La periodista Joely Aguirre había usado su influencia para ver la vida de Mirian desde otra óptica.
La comunicadora incluso la ponía a presentar música en una radio local.
Hace dos semanas, Mirian dijo a la periodista Joely Aguirre que ella ya no robaba, sin embargo, ahí mismo se delató. "El viernes robé por última vez".
Mirian aceptó que días antes había ido a robarse unas ollas. Joely Aguirre dijo entre carcajadas: "Lo bueno de Mirian es que acepta lo que hace".

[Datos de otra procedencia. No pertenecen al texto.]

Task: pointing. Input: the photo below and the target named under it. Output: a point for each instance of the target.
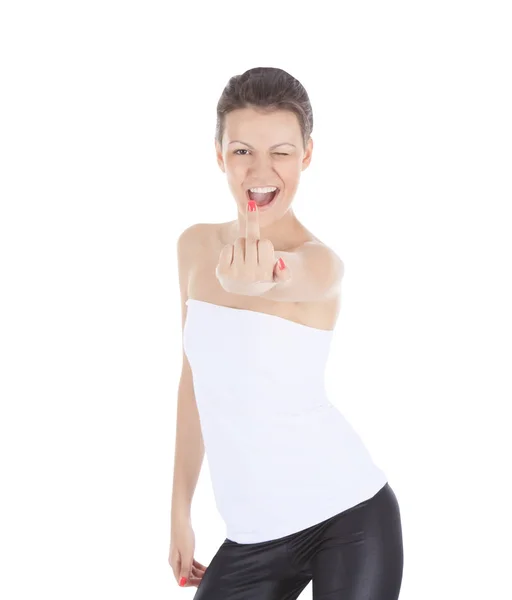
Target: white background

Hace una semana, Joely Aguirre subió otro video en el que afirmaba que conoció a Mirian hace seis meses.
En el material gráfico ella dijo que Dios la había cambiado. "Ahora voy a la iglesia", afirmó.
Mirian quedó viviendo en la calle cuando tenía 10 años. Primero murió su padre y luego su madre fue enviada a prisión, según relatos que se cuentan en las calles de Juticalpa.
Ella misma aceptaba que robaba en casas e incluso en los carros que los vecinos dejaban abiertos.
Hace unas semanas, una buena vecina le hizo un cambio de imagen y se miraba muy animada.
La joven fue llevada a un salón de belleza, la llevaron a comer y hasta le compraron ropa.
Este es el proceso de cambio imagen que se inició a Mirian Díaz.
Y este fue el resultado. La joven estaba alegre y la gente había mostrado su entusiasmo de verla animada.
Sin embargo, este domingo, la joven fue asesianda de forma violenta en Juticalpa.
Mirian fue sepultada la tarde del lunes 23 de marzo. "La matamos todos. Y quizá hasta sentimos alivio, pensando que así el mal desaparece, que ya no robará, que ya no hará daño. Pero no es cierto. El mal sigue ahí, porque nosotros mismos lo alimentamos. Seguimos usando la dialéctica del mal para devorarnos unos a otros, como si al señalar culpables dejáramos de ser culpables nosotros también", escribió Gustavo Adolfo Hernández en sus redes sociales.